In one far-flung corner of the Amazon rainforest, kids are getting that chance.
The next generation
On a sofa in Children's Colorado's Maternal Fetal Care Unit, Linda Sibilia bounces her 5-month-old baby, Benjamin Nieto, in her arms. John and Yva sit on either side. They've come to see Dr. Peña. Without him, it's almost certain Benjamin could not have been.
Linda is not Dr. Peña's first patient to give birth, but her case is the most complex so far. With her long common channel, plus double vaginas and uteri (she carried the baby in her left uterus), a successful pregnancy was far from guaranteed. Benjamin's was complicated — preeclampsia necessitated a cesarean section at seven months — but he's healthy.
It's not an outcome Dr. Peña could have predicted 30 years ago.
"In those days, I never thought about that," he says. "I never dreamed I would be sitting here in Denver with the next generation."

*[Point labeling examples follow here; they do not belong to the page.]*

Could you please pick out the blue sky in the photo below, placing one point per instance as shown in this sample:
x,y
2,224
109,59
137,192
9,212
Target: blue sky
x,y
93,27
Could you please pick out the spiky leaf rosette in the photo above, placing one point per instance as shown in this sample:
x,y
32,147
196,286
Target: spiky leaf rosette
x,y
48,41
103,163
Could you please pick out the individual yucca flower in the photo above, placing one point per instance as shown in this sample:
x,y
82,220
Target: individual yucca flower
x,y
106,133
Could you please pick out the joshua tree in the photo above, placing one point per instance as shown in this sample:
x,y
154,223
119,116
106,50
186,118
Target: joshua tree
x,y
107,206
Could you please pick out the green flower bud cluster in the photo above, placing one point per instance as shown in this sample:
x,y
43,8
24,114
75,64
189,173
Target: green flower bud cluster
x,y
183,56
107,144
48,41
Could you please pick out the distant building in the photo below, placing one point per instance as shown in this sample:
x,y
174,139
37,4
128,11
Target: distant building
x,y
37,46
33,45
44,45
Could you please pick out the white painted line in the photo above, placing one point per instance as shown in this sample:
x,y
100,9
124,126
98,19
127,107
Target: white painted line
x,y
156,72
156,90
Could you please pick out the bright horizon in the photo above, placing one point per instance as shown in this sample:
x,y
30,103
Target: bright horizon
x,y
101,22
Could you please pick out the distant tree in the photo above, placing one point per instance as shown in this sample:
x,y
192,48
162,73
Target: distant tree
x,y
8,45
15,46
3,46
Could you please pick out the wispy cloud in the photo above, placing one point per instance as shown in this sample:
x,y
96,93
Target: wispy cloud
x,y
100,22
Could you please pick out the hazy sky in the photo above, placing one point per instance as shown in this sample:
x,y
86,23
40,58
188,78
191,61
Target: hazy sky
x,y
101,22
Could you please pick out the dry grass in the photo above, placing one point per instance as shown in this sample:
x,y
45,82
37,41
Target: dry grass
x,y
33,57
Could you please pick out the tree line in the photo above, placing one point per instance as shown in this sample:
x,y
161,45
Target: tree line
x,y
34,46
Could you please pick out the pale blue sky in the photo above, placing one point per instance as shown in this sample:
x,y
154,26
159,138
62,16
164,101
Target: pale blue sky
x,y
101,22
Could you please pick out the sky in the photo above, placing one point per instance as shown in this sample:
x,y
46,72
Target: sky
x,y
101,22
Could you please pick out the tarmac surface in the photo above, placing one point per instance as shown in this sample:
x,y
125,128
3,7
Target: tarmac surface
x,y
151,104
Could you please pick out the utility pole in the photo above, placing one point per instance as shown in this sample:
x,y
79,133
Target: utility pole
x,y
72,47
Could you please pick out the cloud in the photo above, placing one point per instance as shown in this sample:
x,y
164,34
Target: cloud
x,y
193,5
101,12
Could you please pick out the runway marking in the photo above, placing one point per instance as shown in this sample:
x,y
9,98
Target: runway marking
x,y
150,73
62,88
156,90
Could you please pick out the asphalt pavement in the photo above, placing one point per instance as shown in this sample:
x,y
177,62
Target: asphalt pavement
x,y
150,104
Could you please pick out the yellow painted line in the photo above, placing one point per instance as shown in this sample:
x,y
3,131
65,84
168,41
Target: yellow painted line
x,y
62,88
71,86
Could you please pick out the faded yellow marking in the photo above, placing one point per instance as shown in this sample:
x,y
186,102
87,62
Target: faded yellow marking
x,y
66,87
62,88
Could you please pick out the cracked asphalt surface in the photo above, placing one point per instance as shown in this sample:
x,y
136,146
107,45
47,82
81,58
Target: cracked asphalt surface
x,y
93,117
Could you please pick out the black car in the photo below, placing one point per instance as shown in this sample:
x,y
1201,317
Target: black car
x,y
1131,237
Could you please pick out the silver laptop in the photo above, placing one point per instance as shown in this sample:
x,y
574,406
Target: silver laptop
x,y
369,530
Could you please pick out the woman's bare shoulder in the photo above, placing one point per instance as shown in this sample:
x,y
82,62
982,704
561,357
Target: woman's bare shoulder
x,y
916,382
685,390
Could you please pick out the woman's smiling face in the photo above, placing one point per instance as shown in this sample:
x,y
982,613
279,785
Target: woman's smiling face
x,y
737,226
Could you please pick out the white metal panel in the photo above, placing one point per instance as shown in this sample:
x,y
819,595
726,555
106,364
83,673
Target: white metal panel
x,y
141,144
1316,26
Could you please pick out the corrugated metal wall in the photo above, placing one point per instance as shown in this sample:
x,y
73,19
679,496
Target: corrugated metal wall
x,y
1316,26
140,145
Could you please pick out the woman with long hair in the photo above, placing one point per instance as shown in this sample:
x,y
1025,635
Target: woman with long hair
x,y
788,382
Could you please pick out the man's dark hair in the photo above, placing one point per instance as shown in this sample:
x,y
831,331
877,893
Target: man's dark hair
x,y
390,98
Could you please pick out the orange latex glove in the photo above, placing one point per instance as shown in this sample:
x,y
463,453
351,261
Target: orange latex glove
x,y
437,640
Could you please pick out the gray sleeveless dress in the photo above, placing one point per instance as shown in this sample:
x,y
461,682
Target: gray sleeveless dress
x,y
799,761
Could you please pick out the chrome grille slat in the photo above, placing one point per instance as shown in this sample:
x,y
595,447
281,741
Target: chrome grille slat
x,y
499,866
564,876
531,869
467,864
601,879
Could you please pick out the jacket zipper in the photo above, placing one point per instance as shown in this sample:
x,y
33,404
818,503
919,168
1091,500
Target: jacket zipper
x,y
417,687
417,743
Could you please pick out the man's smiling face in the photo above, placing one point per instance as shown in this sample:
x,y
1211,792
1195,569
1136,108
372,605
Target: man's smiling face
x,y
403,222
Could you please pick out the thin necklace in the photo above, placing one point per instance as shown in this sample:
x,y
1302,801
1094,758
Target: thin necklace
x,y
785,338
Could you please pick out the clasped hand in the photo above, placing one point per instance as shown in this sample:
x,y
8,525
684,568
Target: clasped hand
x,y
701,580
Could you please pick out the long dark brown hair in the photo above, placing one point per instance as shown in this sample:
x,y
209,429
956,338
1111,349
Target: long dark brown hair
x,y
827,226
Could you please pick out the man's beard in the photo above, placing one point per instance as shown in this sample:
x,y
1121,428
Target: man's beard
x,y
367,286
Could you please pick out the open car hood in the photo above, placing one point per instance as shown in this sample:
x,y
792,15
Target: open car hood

Lifetime support for cloacal anomaly
And yet, Dr. Peña sowed the seeds that would bring him and Linda to that very room. Performing Linda's surgery cleanly and correctly was only the first step. He made himself open. He stayed in touch.
He has photos of birthdays, weddings, graduations. He followed Linda as she learned swimming, ballet, taekwondo. She went to the Junior Olympics. And when she had health problems — which children with congenital anomalies often do — he was there, too. John used to carry around his card.
"I'd say, 'Before you do anything, you gotta call him,'" he says.
His counsel, in part, kept Linda healthy over the years, and perhaps it was in part his compassion that gave her the confidence to pursue what she wanted, from athletics to relationships.
"When I was dating," she says, "I'd be like, 'So these are my issues, and you can decide if you want to continue or go on your way. If you don't accept it, the door's there.'"
Dr. Peña laughs. "We are always so impressed by our patients with these devastating malformations, how strong and optimistic they can be," he says. "Traditionally, surgeons operate and then send the patient back to the pediatrician. I believe they miss something very important. I have pictures of Linda as she was growing, and now you are here, and I get to meet your son. You made our day."
John leans forward, telegraphing a look of utter sincerity. "You made our life."
* Names and details have been changed to protect patient privacy.